Sunday, April 01, 2007

So.... I came to the conclusion, staring at the computer screen in the dim glow of a fading Xanax and a stale diet coke... that I am in fact, a bad person. I've been skirting around the issue for years, but it hit me... as I trolled through myspace stalking people from my past. Ok, before you laugh - we all do it.. except for those lone losers who say they are too cool to be on mysapce. Ok, dorks - news flash... if you are not on myspace then flash back to high school -and you are the kid eating lunch by the trash cans. Myspace is the cyber in-crowd. Damn, we are one big society full of homos (and not the cool ones with great fashion sense, smoldering looks, and catchy one liners)... in terms of social cyber relationships... we are a bunch of "jump-rope -toting-RichardSimmons-Wannabees" OH the humanity...

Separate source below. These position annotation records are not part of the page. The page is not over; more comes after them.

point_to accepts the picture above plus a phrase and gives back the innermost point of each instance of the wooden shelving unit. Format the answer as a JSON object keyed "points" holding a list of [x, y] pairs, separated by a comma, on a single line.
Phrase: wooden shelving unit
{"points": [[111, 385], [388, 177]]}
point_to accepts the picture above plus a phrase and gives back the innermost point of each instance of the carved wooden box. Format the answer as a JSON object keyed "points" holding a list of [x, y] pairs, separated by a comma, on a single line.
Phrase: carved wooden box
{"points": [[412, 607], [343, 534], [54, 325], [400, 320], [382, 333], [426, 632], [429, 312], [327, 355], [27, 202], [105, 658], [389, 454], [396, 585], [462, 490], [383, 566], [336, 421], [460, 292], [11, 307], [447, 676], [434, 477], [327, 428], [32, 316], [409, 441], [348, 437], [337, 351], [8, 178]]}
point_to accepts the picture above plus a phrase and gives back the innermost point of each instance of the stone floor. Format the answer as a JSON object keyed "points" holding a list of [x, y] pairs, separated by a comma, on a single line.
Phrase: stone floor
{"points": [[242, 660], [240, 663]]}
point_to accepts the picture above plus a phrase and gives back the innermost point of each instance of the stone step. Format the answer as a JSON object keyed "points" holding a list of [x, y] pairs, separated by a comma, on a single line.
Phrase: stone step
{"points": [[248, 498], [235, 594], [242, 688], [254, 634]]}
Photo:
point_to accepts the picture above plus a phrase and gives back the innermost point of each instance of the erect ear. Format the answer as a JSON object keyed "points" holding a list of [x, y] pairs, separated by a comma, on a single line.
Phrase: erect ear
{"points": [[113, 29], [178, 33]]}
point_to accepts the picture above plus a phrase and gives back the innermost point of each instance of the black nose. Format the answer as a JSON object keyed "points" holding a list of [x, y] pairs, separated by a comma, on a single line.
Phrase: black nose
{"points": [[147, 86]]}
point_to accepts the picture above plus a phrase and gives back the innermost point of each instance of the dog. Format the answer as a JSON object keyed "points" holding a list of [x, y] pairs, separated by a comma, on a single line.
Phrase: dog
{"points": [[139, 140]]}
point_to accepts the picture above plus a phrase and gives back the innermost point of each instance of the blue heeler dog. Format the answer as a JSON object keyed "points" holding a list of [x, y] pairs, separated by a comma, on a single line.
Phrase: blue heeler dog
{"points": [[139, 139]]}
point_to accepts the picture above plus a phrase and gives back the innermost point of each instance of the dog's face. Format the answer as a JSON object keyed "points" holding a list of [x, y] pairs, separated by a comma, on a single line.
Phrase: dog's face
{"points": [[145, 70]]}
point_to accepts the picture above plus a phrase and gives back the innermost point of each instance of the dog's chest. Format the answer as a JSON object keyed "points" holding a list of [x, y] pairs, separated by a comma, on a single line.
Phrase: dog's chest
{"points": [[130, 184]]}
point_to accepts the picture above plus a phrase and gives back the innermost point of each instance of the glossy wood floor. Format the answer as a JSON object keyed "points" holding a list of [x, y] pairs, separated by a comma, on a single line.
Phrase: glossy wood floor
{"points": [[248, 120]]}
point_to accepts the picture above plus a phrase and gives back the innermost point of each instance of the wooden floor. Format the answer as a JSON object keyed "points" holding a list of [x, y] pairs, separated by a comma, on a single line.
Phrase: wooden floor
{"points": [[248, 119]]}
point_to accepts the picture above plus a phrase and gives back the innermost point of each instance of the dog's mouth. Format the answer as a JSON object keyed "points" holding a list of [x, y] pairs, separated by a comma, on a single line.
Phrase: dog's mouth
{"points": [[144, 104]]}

Anyway, as I was saying - we use myspace to stalk people. It's sad I admit, but easier than the alternatives. I look up people from the past to see if they are more miserable than I am. But the low point comes when its almost 6 am, you are wearing sweat pants, hair in a bun, and you read the profile of a guy you used to bang: "in a relationship". Why is it easy to be happy for people only when we feel as if we have the upperhand. Was Mother Theresa wandering the streets of calcutta bitching and moaning under her breath each time the emaciated kid got an extra cup of grits.... or am I just a bitch?

God, I swear... if it was New Years Eve, I would make a resolution to change, but since it's not, I think I will live out the rest of the year like somebody lit the fise on my tampon.

I'm really not mean... and very rarely do I get pissed unless we discuss the "step mother", but overall I am happy... it is just a swift kick in the gut when you see someone fabulous has been taken off the market. You know, sadly I even have that reaction as I read my lusty tabloids. Whenever I see George Clooney is dating, I'm like "THAT BITCH!" and then I have one of those WTF moments I am so fond of... and I realize I have never even met anyone named George, much less Sir Clooney.

Oh - and for all of those people opposed to myspace.... please note, whenever I am online searching for old friends, classmates, or coworkers... if you are not on myspace I assume you have met one of few fates: you are either in jail, dead, a technical moron, or you thought Tom was stalking you and cancelled your account.